Over the past few years, translational research has become a popular catchword, which is used in the competition for research funds. This field of research has made it its business to rapidly advance basic research findings to make them directly available to people. This means that newly developed medicines and medical products are to be transferred from preclinical development to clinical practice and approved for application in a short period of time.
These well-meant intentions, however, are contradicted by empirical trends which prove that despite higher expenditure – the average cost of bringing a new drug to market has increased from some 100 million euros in the 1980s to an estimated amount of 800 million euros today – the number of new, innovative treatments made available to patients is rather on the decline. For instance, the annual amount of new agents cleared for marketing by the US Food and Drug Administration (FDA) has dropped from 36 to 18 since 2004.
There are, no doubt, plenty of reasons for this development, but two of them seem to us particularly striking. In the first place, the amount of bureaucracy and administration associated with clinical trials has increased steadily, partly due to the growing number of legal requirements. In addition, the critical question has to be raised whether it is not actually the quality in conducting such trials that has deteriorated, irrespective of formal requirements. This assumption is backed up by the fact that, although the number of clinical trials has multiplied over the last 20 years, these efforts have not resulted in a higher number of approvals, as was said before.
The fact that in the 1980s, approval studies with sample sizes of less than 100 patients per therapy group produced clear, statistically significant results leading to approval also points to a decline in quality. The effectiveness of those medicines was later confirmed in clinical practice. In contrast, nowadays approval studies carried out for similar indications and involving several hundred or thousand patients per therapy group, simply fail. To illustrate this, let us take a look at pain-relieving drugs (analgesics) such as Diclofenac or Naproxen.
Today, the effectiveness of both medicines is an undisputed fact, which is why they are often used as reference drugs in the testing of new agents.
Despite their established clinical effectiveness, which was previously verified even in very small-scale studies, the pain-relieving effect can sometimes not be verified in current large trials with hundreds of patients. The question is: How can this be explained?
We are convinced that, on the one hand, this is due to the changed conditions under which the parties involved in drug development work today (see picture). 20 years ago, there used to be direct communication between the pharmacologist or head of development department who had designed a product concept and the investigator who tested that concept on patients. Today, a variety of structures lie in between. It must be assumed that there are “Chinese whispers effects”, which means that the pharmacologist’s intentions are not always correctly transmitted to the investigator. On the other hand, findings of the investigator or patient that go beyond the information obtained from standard patient questionnaires are hardly ever communicated to the person in charge of product development. But it was this valuable information on details in particular which in the past lead to new insights about test compounds or, where appropriate, to improvements in the study protocol, resulting in a better quality of the study outcome. It can also be assumed that more and more clinical studies are carried out by doctors in the early stages of their clinical training or with little experience in their field of expertise. Otherwise it would be impossible to explain the sometimes huge differences between the results of participating test centres. In a large study, in which the author was also involved, it was possible to distinguish clearly and with statistical significance between centres that were able to confirm the pain-relieving effect of Naproxen on knee osteoarthritis, and others which were not.

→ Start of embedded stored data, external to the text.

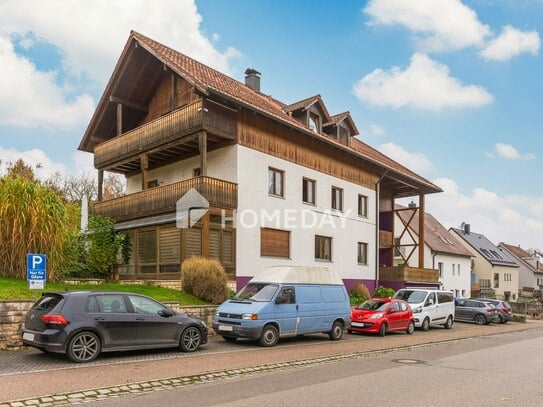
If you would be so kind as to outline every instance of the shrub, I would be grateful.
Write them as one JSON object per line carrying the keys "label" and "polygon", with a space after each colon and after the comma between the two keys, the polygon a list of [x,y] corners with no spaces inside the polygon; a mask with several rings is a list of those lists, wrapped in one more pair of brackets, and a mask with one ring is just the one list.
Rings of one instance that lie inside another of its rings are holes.
{"label": "shrub", "polygon": [[357,283],[352,286],[351,291],[349,292],[349,299],[351,305],[362,304],[370,298],[370,290],[362,283]]}
{"label": "shrub", "polygon": [[395,293],[396,291],[394,291],[392,288],[383,287],[380,285],[375,289],[373,296],[376,298],[391,298]]}
{"label": "shrub", "polygon": [[228,277],[217,260],[191,257],[181,265],[181,287],[187,294],[220,304],[226,300]]}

I do not wish to join in the lament that “everything was better in the past”. What matters more is the question of how to respond to the changed environment. That is why conducting translational research remains all the more important. Conclusion: The simplest form of translational research consists in having clinical research in patients carried out by doctors who have both in-depth experience of the development processes of medicines or medical products and specialist know-how in patient care. In addition, development programmes should be planned with the participation of doctors who have been personally involved in patient care during clinical trials.
The author is the Clinical Operations Director of the company X-pert Med GmbH, based in Gräfelfing. Dr Matthias Rother studied medicine at the University of Jena, where he also became a professor of neuro-pathophysiology. He was active at the Max Planck Institute for Neurological Research in Cologne and for several years worked for the Hoechst group in the US.